Tuesday, 29 November 2016

Lone Cafe on the Cassa-Dakar Highway.


That's me at the Cafe on the Cassa-Dakar Highway near Chami. This petrol pump cum cafe in the only place to get diesel and food between in 500 km desert stretch from the Morrocan border to the Mauritanian Capital Nouakchott. This is one of the most important road in the world. This is the only paved which connects the North Saharan Africa to the Sub Sahran Africa. So it’s the only paved road which crosses the Sahara.
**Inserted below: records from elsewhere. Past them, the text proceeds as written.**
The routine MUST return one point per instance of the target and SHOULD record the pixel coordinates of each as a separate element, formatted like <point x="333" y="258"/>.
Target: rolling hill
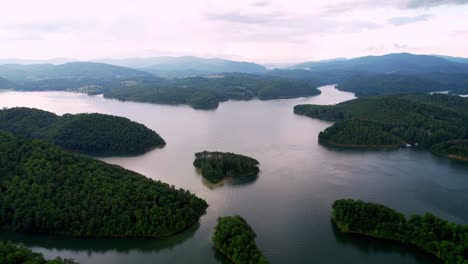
<point x="186" y="65"/>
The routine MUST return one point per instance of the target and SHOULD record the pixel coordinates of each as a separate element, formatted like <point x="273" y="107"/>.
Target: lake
<point x="288" y="205"/>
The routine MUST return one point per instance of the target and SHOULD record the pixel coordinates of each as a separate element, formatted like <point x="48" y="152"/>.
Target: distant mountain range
<point x="68" y="76"/>
<point x="186" y="66"/>
<point x="397" y="63"/>
<point x="369" y="75"/>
The Cairo-Dakar Highway project in the Trans-African Highway network also passes through Mauritania, and has recently been paved between the capital Nouakchott and the Moroccan border, work on which began in 2006.
The Cairo–Dakar Highway is Trans-African Highway 1 in the transcontinental road network being developed by the United Nations Economic Commission for Africa (UNECA), the African Development Bank (ADB), and the African Union. The major part of the highway between Tripoli and Nouakchott has been constructed under a project of the Arab Maghreb Union. It has a length of 8,636 kilometres (5,366 mi) and runs along the Mediterranean coast of North Africa, continuing down the Atlantic coast of North-West Africa. It joins with the Dakar-Lagos Highway to form a north-south route between Rabat and Monrovia across the Sahara and around the western extremity of the continent. But the only issue is that the land border between Morocco and Algeria is closed currently completely, so the Cairo–Dakar Highway cannot be used in its entirety. That’s why I couldn’t travel by road from Senegal to Egypt, otherwise it that would have been one hell of an adventure car drive.

Mauritanain Tea prepared in moving truck

I had to travel the 500 kms from the border of Morocco at Nouadhibou to Nouakchott, the capital of Mauritania in this large tanker trailer. All North African Arabs take huge quantities of high sugar tea like every two hours. I was wondering how many tea breaks this trucks driver and h is assistant will take on this journey. But too my surprise the assistant took out a small stole and a tea pot and made tea in the moving truck. He had also improvised an empty engine oil can as trey for setting the tea pot and glasses in a way that they remain stable while truck is moving. The interesting part is that while preparing Mauritanian tea, the tea is tossed from great high vigorously from tea pot to the glass many times to create a thick froth. This guy was able to do this quite effortlessly in a moving truck.